Александр Иванов
Шрифт:
Вновь прибывшим предстояло много забот и хлопот. Нужно было побывать на таможне, представиться посланнику и заручиться его рекомендациями; нужно было увидать старых пенсионеров и, наконец, побывать в знаменитом кафе Греко, где собирались художники разноплеменной римской колонии и куда принято было направлять для них письма. Здесь Иванов получил первые со времени его выезда из Петербурга известия от своих родных.

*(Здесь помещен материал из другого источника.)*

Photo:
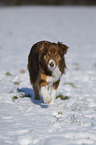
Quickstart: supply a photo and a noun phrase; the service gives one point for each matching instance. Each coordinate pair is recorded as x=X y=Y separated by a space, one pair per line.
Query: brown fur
x=38 y=63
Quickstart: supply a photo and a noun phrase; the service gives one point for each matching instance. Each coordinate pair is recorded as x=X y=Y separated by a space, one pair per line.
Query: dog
x=46 y=65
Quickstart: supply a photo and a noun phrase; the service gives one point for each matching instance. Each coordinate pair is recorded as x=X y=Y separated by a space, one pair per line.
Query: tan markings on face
x=43 y=81
x=52 y=54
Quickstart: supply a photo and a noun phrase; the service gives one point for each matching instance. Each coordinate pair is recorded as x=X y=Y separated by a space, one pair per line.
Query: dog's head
x=52 y=55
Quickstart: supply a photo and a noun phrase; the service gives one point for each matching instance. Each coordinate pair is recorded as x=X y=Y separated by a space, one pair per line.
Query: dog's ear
x=43 y=46
x=63 y=47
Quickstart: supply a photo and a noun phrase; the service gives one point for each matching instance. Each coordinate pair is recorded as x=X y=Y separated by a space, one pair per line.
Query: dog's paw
x=47 y=99
x=52 y=102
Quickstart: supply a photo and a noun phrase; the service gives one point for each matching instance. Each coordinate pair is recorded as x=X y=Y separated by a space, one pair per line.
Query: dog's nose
x=51 y=64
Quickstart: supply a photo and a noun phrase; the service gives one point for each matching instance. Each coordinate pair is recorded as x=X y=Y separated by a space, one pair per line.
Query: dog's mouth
x=51 y=65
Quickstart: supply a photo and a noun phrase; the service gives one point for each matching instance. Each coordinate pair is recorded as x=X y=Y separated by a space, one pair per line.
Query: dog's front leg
x=45 y=94
x=54 y=90
x=43 y=87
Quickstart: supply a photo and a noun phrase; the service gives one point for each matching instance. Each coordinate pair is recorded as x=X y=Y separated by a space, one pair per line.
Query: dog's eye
x=57 y=56
x=49 y=53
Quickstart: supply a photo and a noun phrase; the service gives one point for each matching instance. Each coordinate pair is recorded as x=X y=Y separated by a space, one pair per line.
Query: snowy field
x=25 y=121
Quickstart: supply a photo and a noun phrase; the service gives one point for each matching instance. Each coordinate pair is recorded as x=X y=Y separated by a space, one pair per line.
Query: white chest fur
x=56 y=74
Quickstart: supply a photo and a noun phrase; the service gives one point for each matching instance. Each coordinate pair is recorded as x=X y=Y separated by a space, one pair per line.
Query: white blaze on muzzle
x=51 y=64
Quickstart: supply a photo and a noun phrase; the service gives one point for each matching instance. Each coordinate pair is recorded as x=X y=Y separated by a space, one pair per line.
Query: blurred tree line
x=47 y=2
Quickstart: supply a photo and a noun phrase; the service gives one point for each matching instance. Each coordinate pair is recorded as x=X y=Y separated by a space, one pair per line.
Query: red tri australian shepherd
x=46 y=64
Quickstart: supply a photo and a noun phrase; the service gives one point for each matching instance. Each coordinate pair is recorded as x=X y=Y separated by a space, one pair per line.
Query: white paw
x=45 y=95
x=52 y=103
x=47 y=99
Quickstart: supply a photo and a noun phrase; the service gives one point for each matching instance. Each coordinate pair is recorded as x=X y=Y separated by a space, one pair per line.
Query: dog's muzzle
x=51 y=64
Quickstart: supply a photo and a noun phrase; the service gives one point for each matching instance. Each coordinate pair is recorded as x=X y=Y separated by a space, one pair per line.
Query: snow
x=25 y=121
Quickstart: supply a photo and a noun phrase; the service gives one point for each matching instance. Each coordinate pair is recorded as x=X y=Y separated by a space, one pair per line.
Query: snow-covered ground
x=25 y=121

Нужно ли говорить о том, с каким волнением двадцатичетырехлетний человек ждет писем от своих близких, если он уже с полгода покинул отчизну и с того времени не имел от них никаких известий? Множество догадок теснится у него в голове, множество опасений за их здоровье и благополучие отгоняет он от себя доводами благоразумия и все же никогда полностью не сумеет от них избавиться. И когда, наконец, в руках у него оказывается долгожданное письмо, волнение его достигает предела. Нужно не забывать природной склонности Иванова всегда ожидать от судьбы самых худших бед, для того чтобы понять его состояние, когда тучный трактирщик кафе Греко вынул из-за стойки и подал ему сложенный листок с адресом, написанным бисерным почерком его батюшки.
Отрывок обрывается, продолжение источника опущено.